Yes, everything you say is true Donna. They need to focus on team building that helps with revenue generation like Visexecutaries. Just realizing I should add the video to the post..

Yes they are caleld bored rooms for a reason. Effective team building doesn't park people in their seats and yak at them for hours on end. I agree that feedback by email can be an helpful modern version of the suggestion box.

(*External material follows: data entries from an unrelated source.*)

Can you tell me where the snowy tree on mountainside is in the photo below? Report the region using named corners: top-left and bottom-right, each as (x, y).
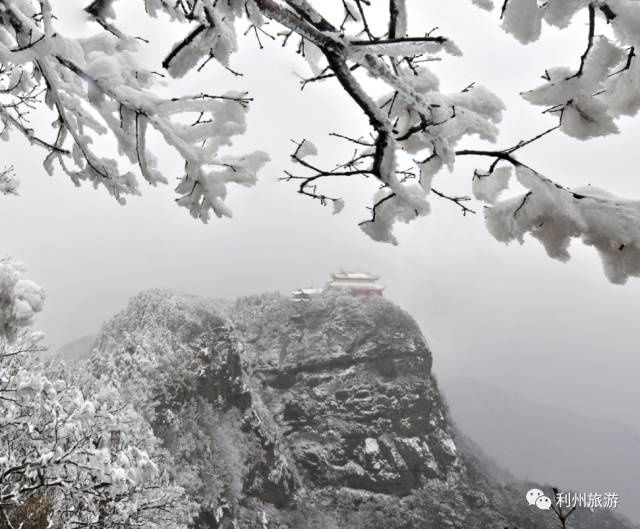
top-left (0, 258), bottom-right (44, 343)
top-left (0, 330), bottom-right (195, 529)
top-left (0, 0), bottom-right (639, 282)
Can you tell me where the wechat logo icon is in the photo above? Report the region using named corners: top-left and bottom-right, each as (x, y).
top-left (526, 489), bottom-right (552, 510)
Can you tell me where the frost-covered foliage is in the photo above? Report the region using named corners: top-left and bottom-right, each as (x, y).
top-left (464, 0), bottom-right (640, 282)
top-left (0, 258), bottom-right (44, 342)
top-left (486, 166), bottom-right (640, 283)
top-left (0, 0), bottom-right (267, 221)
top-left (88, 290), bottom-right (253, 516)
top-left (90, 289), bottom-right (233, 417)
top-left (280, 7), bottom-right (504, 244)
top-left (2, 0), bottom-right (640, 281)
top-left (0, 330), bottom-right (194, 529)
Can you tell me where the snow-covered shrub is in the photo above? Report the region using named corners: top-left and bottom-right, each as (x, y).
top-left (0, 330), bottom-right (195, 529)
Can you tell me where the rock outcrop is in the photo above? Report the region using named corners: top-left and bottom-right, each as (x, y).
top-left (87, 289), bottom-right (638, 529)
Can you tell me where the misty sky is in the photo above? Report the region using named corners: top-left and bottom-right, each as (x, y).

Javier \ud83d\udc1d beBee Those are great benefits but almost impossible to deliver in a standalone 2 hour session. Harvey Lloyd, I agree, team building as a stand-alone event is not very effective yet that is how most companies approach it. Team building does not have to be off-site to be effective. Now if you make it a 2 hours session every week or every other week for a few months with clear action items in between, that could work. Perhaps that is what we should be suggesting to time-strapped executives. Are we on the verge of coming up with a new model here? The hive is at work.

Javier 🐝 CR

4 years ago #2

I love this idea, a 2 Hour Team Building ! Some.benefits of team building can be: 1. Improved Communication 2. Develop Team Roles 3. Time to Develop Skills 4. Better Relationships 5. The ability to maximize profitability by allowing individuals to better combine their skills to achieve more. and so on...

Harvey Lloyd

4 years ago #1

From a small business perspective and conversations with mid-level executives i can say that team building is a trust exercise that is difficult to do within a special envelope of time unless it is supported by the whole of the organization. In many of my discussions and execution of the team building i can say that the trust built is tested by participants in their real office environment with mixed results. Depending on schedule, need and priority to trust is typically broken when it involves "doing the right thing". Specifically as it applies to who/what will take the fall for not meeting some expectation. I agree with team building as a way to enhance the corporate culture but the culture has to be sound and lead by someone who is vigilant in creating the culture proposed.